BRICS’in Ödeme Devrimi
BRICS ülkeleri, küresel mali yapıdaki ABD üstünlüğüne karşı SWIFT’e rakip ödeme sistemleri geliştirme yolunda hızla ilerliyor. Brezilya’da yapılan 17. BRICS zirvesi sonrası, üyeler yeni ödeme altyapılarını hayata geçirmekte kararlı olduklarını ilan etti. Günümüzde Rusya-Çin arasındaki ticaretin %90’dan fazlası ruble ve yuan ile gerçekleştiriliyor ve bu, dedolarizasyonun hayata geçtiğinin en somut göstergesi.
Çin Liderliğinde BRICS
Çin, BRICS içerisinde ekonomik liderliği tamamen üstlenmiş durumda. Küresel GSYH’nın yaklaşık %20’sini elinde bulunduruyor ve Brezilya’nın BRICS’e yönelik ihracatının %70’ini çekiyor. Ayrıca, nadir toprak elementleri gibi stratejik sektörlerdeki kontrolüyle, küresel pazarlarda ciddi bir güç unsuru konumunda.
Gelecek ve Piyasalar İçin Sonuçlar
Piyasalarda en büyük soru şu: BRICS, ABD’nin misillemelerinin önüne geçecek uyum ve hızda ilerleyebilecek mi? Henüz dolar yerine geçebilecek, likit ve kurumsal açıdan güçlü bir BRICS parası yok. Ancak altın alımlarının artması, ödemelerin milli para cinsinden çeşitlenmesi ve ticari anlaşmalardaki yenilikler, piyasalar üzerinde şimdiden önemli dalgalanmalara yol açıyor.

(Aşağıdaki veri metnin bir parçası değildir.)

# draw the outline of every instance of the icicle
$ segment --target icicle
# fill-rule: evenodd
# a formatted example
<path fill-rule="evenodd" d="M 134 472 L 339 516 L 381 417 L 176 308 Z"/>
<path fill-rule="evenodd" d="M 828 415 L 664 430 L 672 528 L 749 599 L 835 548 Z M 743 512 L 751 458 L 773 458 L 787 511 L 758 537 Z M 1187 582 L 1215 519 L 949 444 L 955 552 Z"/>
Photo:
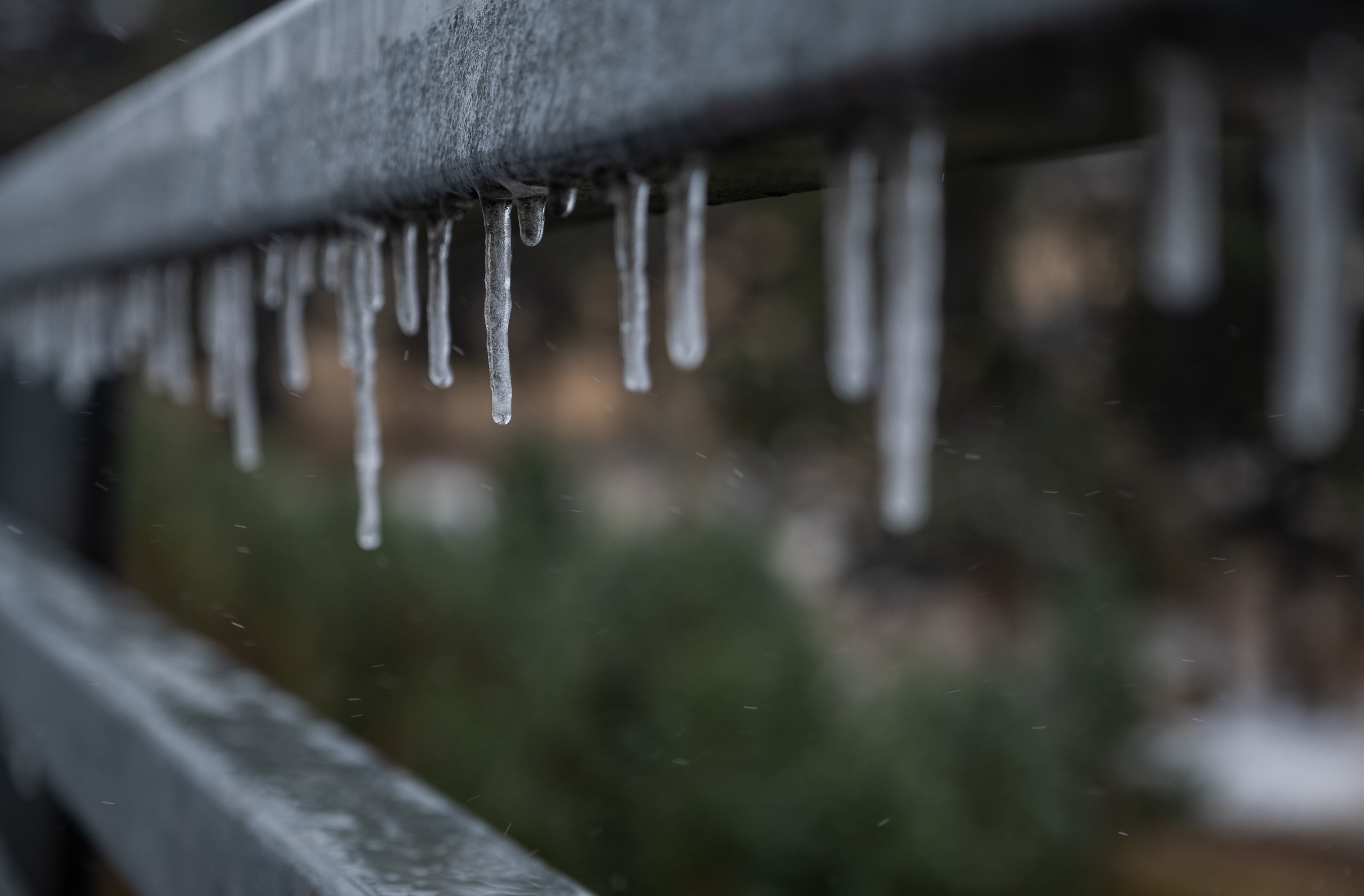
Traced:
<path fill-rule="evenodd" d="M 370 277 L 370 256 L 361 251 L 353 236 L 341 240 L 341 282 L 337 285 L 338 361 L 353 371 L 356 361 L 355 308 L 360 304 L 357 290 L 364 289 Z"/>
<path fill-rule="evenodd" d="M 341 290 L 341 235 L 331 233 L 322 247 L 322 288 L 330 293 Z"/>
<path fill-rule="evenodd" d="M 427 229 L 427 375 L 431 385 L 447 389 L 450 372 L 450 218 L 438 218 Z"/>
<path fill-rule="evenodd" d="M 1279 267 L 1270 424 L 1303 460 L 1337 447 L 1353 417 L 1359 130 L 1341 98 L 1307 89 L 1270 170 Z"/>
<path fill-rule="evenodd" d="M 284 387 L 292 393 L 308 389 L 308 340 L 304 329 L 304 312 L 308 307 L 308 293 L 316 288 L 316 271 L 318 240 L 308 233 L 299 239 L 289 256 L 288 292 L 280 322 L 280 372 Z"/>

iXDeep – Piyasa Etkileri Analizi (Forex ve Kripto Odaklı)
ABD ve BRICS arasındaki çekişme, finans piyasalarını doğrudan etkiliyor. İşte ana başlıklar:
-
Forex Piyasası:
Dedolarizasyon ve altın talebindeki artış, ABD Dolar Endeksi (DXY) üzerinde aşağı yönlü baskı oluşturdu ve volatiliteyi yükseltti. Özellikle BRICS para birimlerinin (CNY, RUB gibi) işlem hacmi arttı. Gelişmekte olan ülke paritelerinde önemli hareketlilik gözleniyor; risk primleri yükseliyor.
-
Kripto Paralar:
Küresel ekonomik belirsizliklerde, Bitcoin ve Ethereum gibi merkeziyetsiz dijital varlıklar “güvenli liman” olarak öne çıkıyor. Son dönemde hem ABD’nin tarife açıklamaları hem de BRICS zirveleri sonrası kriptoya olan ilgi ve işlem hacmi belirgin şekilde arttı.
-
Emtia & Altın:
Merkez bankalarının tarihi seviyede altın satın almasıyla ons altına olan talep artıyor. Altına dayalı ETF’ler, kripto tokenlar veya sentetik ürünler de yatırımcılar için cazip hale geliyor.
YOL HARİTASI:
Risk yönetimi ve çeşitlendirme bu yeni dönemde en önemli konu. Küresel paritelerde artan volatilite ve alternatif varlık sınıflarının yükselişi, portföylerde stratejik değişimler gerektiriyor.